Un bilan plutôt négatif donc, qui laisse augurer d’une crispation lors des futures réunions. 57 % des élus estiment que leur direction est tendue, un chiffre en large hausse par rapport aux millésimes  précédents de l’étude (31 % en 2018 et 36 % en 2019). Parmi les craintes les plus tenaces, on trouve celle d’un affaiblissement des représentants du personnel face à la direction (40 % des réponses), suivie par celle d’un accroissement de l’investissement en temps nécessaire pour exercer leur mandat (35 %) et d’une moindre prise en compte des enjeux de santé au travail (34 %). Selon Olivier Laviolette, directeur de Syndex, “cela est peut-être dû à une anticipation des décisions à venir en matière d’emploi, on sent une crispation en cours dans ces résultats”. Quand on les interroge sur les perspectives de dialogue social à l’avenir, 65 % des élus citent les conditions de travail comme sujet prioritaire, devant la situation économique. Pour Catherine Jordery-Allemand, membre du comité de direction de Syndex : « Comme les années précédentes, les conditions de travail arrivent en tête des sujets jugés prioritaires. Cette tendance a sans doute été confortée par la crise sanitaire. Cela se retrouve dans les attentes de formation”. 

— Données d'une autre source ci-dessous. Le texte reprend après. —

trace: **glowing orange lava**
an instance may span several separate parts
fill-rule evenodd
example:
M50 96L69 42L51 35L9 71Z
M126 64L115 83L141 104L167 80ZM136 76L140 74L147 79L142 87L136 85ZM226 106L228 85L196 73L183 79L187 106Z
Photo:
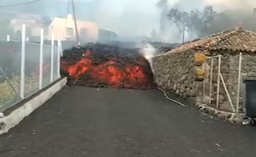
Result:
M82 79L83 75L86 74L91 79L113 88L121 85L124 88L131 88L134 85L149 83L143 68L145 63L143 61L138 61L136 64L127 63L123 66L113 60L96 65L91 57L90 52L86 50L75 64L67 65L66 63L62 61L62 69L78 81Z

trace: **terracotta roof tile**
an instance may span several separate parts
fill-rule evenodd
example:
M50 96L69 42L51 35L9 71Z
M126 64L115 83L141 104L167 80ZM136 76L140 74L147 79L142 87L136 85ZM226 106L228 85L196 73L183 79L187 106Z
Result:
M166 54L190 49L255 52L256 33L240 28L229 30L184 43Z

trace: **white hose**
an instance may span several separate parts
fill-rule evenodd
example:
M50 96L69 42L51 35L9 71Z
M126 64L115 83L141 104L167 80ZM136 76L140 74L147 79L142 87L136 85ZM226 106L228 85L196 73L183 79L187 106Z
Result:
M161 91L162 91L163 92L163 93L164 93L164 95L165 96L165 98L167 98L169 100L173 102L175 102L175 103L176 103L176 104L177 104L178 105L179 105L181 106L183 106L183 107L188 107L191 109L192 109L193 110L195 110L194 109L194 108L193 108L192 107L189 107L187 106L187 105L185 105L184 104L183 104L182 103L181 103L181 102L179 102L177 100L175 100L174 99L172 99L170 98L169 97L168 97L167 96L167 94L166 94L166 93L165 92L165 91L163 89L161 89L161 88L159 88L159 87L158 87L157 88L158 88L158 89L159 89ZM199 113L200 113L200 114L203 114L203 115L204 116L209 117L210 117L211 118L213 118L213 117L212 116L207 115L207 114L205 114L205 113L203 113L203 112L202 111L198 111Z
M165 96L165 98L167 98L167 99L169 100L171 100L173 102L174 102L175 103L176 103L176 104L178 104L178 105L181 105L182 106L187 106L185 105L182 103L181 102L180 102L174 99L172 99L171 98L170 98L169 97L167 96L167 94L166 94L166 93L165 92L165 91L164 91L163 89L162 89L159 88L159 87L158 87L158 89L159 89L161 91L162 91L163 93L164 93L164 95Z

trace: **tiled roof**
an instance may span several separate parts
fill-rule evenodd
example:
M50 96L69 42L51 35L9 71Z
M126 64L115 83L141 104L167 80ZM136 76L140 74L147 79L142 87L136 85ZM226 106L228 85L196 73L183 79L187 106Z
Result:
M256 33L241 28L213 34L184 43L167 53L196 50L256 51Z

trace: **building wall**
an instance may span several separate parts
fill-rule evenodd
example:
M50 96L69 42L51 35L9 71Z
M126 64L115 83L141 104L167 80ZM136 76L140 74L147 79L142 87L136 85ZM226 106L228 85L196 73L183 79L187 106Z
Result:
M83 39L89 41L95 41L97 40L98 36L98 25L95 23L89 22L77 21L77 29L80 38L82 40ZM66 34L66 29L73 29L72 35ZM81 36L81 30L84 29L87 30L87 36ZM74 20L72 19L71 15L68 15L66 18L55 18L49 27L49 34L48 39L51 39L51 34L54 33L55 39L59 39L62 40L69 39L72 40L75 40L76 33L75 27Z

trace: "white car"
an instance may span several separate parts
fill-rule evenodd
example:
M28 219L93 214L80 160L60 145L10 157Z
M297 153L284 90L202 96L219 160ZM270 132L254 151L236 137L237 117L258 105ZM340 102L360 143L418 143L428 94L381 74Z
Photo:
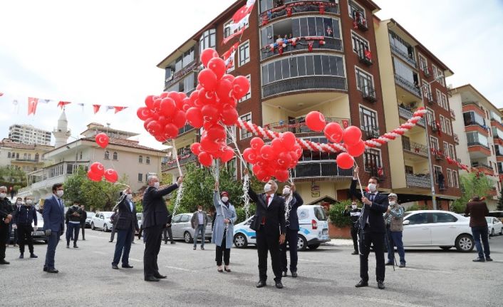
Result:
M103 229L103 231L112 230L112 222L110 217L113 214L112 212L104 212L96 213L90 219L90 228L94 230L96 228Z
M496 234L503 234L503 223L492 217L486 217L486 221L487 221L487 227L489 228L489 235L492 236Z
M470 218L442 210L405 212L403 240L404 246L455 246L463 252L471 251L475 246Z
M299 239L297 250L317 249L321 244L330 241L328 222L323 207L319 205L302 205L297 209L299 216ZM234 227L234 244L236 247L244 248L248 244L256 244L256 234L250 229L254 217L237 224Z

Les élus en quête de formation et de temps

Interrogés sur les principaux changements qui ont découlé du passage au CSE, 51 % des élus répondent qu’ils disposent de moins d’heures de délégation. Le pourcentage d’insatisfaits grimpe à 69 % dans les entreprises de moins de 50 salariés. En parallèle, la moitié d’entre eux pensent que le temps passé à exercer leurs missions d’élus va augmenter, et, fait inquiétant, 11 % disent qu’ils ne seront plus élus au sein de la nouvelle instance. Cesario Gonzales, délégué syndical CGT témoigne :  “Des salariés se disent prêts à venir au CSE sans comprendre la fusion des trois instances. Souvent ils viennent par affinité avec des réclamations individuelles ou stratégiques. Mais une fois élus, ils manquent d’intérêt pour les sujets d’hygiène et sécurité, jugés trop techniques. Nous subissons donc une déperdition, et le poids du CSE repose finalement sur les épaules de très peu de gens”.

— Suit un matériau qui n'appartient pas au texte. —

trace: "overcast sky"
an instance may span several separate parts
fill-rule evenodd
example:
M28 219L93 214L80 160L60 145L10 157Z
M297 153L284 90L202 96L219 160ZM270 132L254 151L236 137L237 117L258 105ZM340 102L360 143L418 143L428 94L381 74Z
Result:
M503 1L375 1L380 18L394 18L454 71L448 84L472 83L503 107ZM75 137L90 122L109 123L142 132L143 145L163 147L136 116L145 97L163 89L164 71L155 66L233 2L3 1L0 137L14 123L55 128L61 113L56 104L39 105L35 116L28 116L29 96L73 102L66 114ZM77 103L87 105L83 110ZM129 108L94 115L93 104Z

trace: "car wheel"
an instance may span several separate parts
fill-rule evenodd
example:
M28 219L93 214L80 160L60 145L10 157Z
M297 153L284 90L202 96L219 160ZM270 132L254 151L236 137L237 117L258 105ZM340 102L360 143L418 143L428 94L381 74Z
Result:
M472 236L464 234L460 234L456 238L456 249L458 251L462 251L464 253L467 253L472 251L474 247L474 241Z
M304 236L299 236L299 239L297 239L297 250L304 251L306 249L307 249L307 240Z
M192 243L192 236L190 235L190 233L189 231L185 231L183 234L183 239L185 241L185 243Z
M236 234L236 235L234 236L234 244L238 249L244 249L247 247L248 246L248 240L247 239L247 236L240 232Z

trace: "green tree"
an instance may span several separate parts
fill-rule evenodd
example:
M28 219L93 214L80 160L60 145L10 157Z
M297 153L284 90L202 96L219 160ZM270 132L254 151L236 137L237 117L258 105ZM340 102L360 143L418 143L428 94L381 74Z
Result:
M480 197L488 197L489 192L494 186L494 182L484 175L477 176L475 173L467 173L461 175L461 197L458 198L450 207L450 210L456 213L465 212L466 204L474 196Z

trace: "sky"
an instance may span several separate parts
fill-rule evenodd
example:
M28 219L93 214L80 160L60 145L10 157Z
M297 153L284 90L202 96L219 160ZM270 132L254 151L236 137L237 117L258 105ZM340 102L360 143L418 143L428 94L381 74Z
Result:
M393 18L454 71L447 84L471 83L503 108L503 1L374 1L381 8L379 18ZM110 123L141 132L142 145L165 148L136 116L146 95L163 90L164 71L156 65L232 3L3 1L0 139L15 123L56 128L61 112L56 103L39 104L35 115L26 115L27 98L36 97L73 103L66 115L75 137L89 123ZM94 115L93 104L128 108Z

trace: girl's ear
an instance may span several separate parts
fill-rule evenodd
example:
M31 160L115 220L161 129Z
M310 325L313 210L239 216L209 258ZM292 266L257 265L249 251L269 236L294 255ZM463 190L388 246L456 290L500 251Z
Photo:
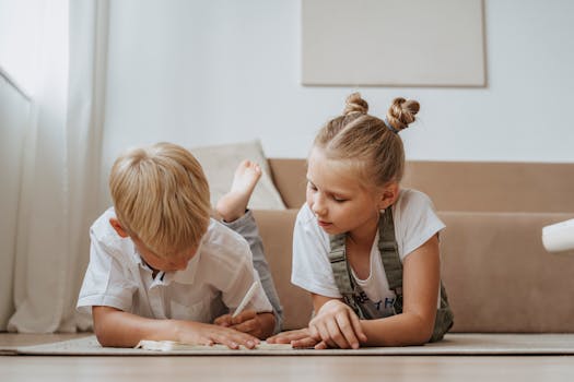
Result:
M386 210L391 206L399 198L399 183L394 181L383 188L380 199L378 201L378 210Z
M115 229L115 231L119 235L120 238L127 238L129 236L128 232L126 232L126 230L124 229L124 227L121 227L121 224L117 218L110 217L109 225L112 226L112 228Z

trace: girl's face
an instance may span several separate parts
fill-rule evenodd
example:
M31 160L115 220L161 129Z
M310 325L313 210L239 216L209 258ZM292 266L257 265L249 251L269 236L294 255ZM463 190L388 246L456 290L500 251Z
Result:
M352 167L326 158L317 147L308 158L306 196L323 230L358 238L376 232L379 210L396 199L390 201L386 189L367 190Z

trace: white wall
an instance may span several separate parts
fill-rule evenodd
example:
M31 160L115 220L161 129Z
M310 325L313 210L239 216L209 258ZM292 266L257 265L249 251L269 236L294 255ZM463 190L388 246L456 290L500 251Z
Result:
M301 85L300 9L297 0L112 1L104 170L126 146L160 140L259 138L268 156L304 157L356 88ZM421 122L402 133L411 159L574 162L574 1L485 0L484 9L487 87L359 88L371 111L383 116L395 96L420 100Z

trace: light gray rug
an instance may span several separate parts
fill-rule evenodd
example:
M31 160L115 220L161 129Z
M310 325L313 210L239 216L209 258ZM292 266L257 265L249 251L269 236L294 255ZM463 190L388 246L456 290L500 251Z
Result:
M447 334L424 346L345 349L285 349L284 347L232 350L224 346L168 351L102 347L95 336L65 342L4 347L2 355L34 356L435 356L435 355L574 355L574 334Z

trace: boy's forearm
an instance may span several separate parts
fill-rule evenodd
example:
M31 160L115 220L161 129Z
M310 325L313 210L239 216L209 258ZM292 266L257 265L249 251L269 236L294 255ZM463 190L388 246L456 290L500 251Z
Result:
M141 339L177 341L177 321L147 319L109 307L94 307L92 312L102 346L133 347Z

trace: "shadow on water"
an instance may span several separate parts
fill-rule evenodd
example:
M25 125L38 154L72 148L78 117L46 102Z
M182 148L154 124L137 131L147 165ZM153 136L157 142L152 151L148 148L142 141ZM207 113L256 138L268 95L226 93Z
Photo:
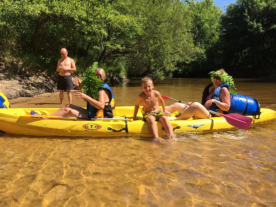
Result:
M252 80L235 79L235 82L243 83L276 83L276 79L259 79Z

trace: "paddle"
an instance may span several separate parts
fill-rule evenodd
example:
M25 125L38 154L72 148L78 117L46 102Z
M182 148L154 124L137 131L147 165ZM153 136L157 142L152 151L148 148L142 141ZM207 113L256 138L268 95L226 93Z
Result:
M173 100L178 101L179 103L183 103L187 104L187 103L179 101L177 99L173 99L168 96L161 95L163 99L164 100ZM216 112L215 111L209 110L210 113L217 115L218 116L222 116L225 118L226 121L232 126L234 126L237 128L239 128L242 129L247 129L251 125L252 122L252 118L247 117L247 116L243 116L242 115L238 114L223 114L220 113Z
M51 119L71 119L71 120L114 120L114 121L133 121L133 119L122 119L122 118L88 118L88 117L73 117L71 116L52 116L50 115L27 115L25 116L21 116L21 117L24 118L35 118L35 117L43 117L43 118L49 118ZM43 120L44 119L41 119ZM39 120L39 119L38 119Z
M222 116L226 121L232 126L242 129L247 129L252 122L252 118L238 114L223 114L220 113L209 110L210 113Z
M184 103L184 104L188 104L188 103L186 103L186 102L184 102L183 101L179 101L179 100L175 99L173 98L168 97L168 96L164 96L164 95L161 95L161 96L163 98L163 99L164 99L164 100L173 100L174 101L176 101L179 103Z

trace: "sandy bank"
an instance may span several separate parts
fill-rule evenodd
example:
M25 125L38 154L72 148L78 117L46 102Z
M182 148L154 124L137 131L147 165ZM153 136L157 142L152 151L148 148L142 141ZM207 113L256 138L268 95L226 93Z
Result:
M24 78L15 76L11 80L6 79L0 74L0 90L9 99L57 91L56 78L44 74Z

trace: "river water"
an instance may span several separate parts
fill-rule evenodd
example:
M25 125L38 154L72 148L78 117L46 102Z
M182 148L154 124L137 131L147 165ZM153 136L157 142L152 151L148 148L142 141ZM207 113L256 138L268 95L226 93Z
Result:
M171 79L155 89L200 102L209 81ZM239 93L276 110L275 80L235 81ZM116 105L134 104L140 85L112 87ZM59 102L58 93L11 100L13 108L58 108ZM276 122L183 134L165 144L139 136L6 134L0 136L0 206L276 206L275 138Z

Concrètement, les élus soulignent que l’allongement et l’espacement des réunions constituent les inconvénients majeurs du passage au CSE. Ils indiquent peiner à couvrir tous les sujets et avoir tendance à “perdre le fil” entre deux réunions. L’absence de suppléants aux réunions (lorsque leur présence n’a pas été négociée en interne avec la direction) complique selon eux la transmission d’informations et démobilise les suppléants. Les élus font aussi remonter dans l’enquête une crainte de baisse d’expertise, en particulier en raison de la disparition du CHSCT et parce que ces sujets ont du mal à s’imposer dans les ordres du jour. Enfin, une fois de plus, cette crainte est liée à la baisse des heures de délégation, les élus disposant de moins de temps pour préparer les sujets.

Un autre effet structurel lié au passage au CSE consiste selon les élus dans une perte du lien de proximité : l’enquête Syndex relève que la moitié des entreprises multisites en sont dépourvues. Et le lien avec les salariés tend à se distendre à cause de la dématérialisation des relations sociales depuis la crise sanitaire. Les élus vont donc devoir trouver de nouvelles modalités d’approche des salariés.

Les salariés ont une bonne image de leur CSE mais le connaissent mal
Bonne nouvelle : une majorité de salariés déclare avoir voté aux dernières élections de leurs représentants (61 %). En revanche, ils sont 89 % à répondre que le CSE est obligatoire à compter de 50 salariés (11 salariés étant la bonne réponse). Un chiffre qui montre que la connaissance du CSE n’est pas encore totalement acquise. Par ailleurs, ils sont 45 % à se sentir mal informés sur l’activité et le fonctionnement de leur CSE. Ce dernier dispose toutefois d’une bonne image pour 66 % des salariés interrogés. Enfin, une  majorité d’entre eux (59 %) estime que la création du CSE permet d’innover dans le dialogue social, 50 % pensent que la fusion des instances en une seule présente un risque de perte d’espaces de discussions et 50 % un risque de perte du dialogue social.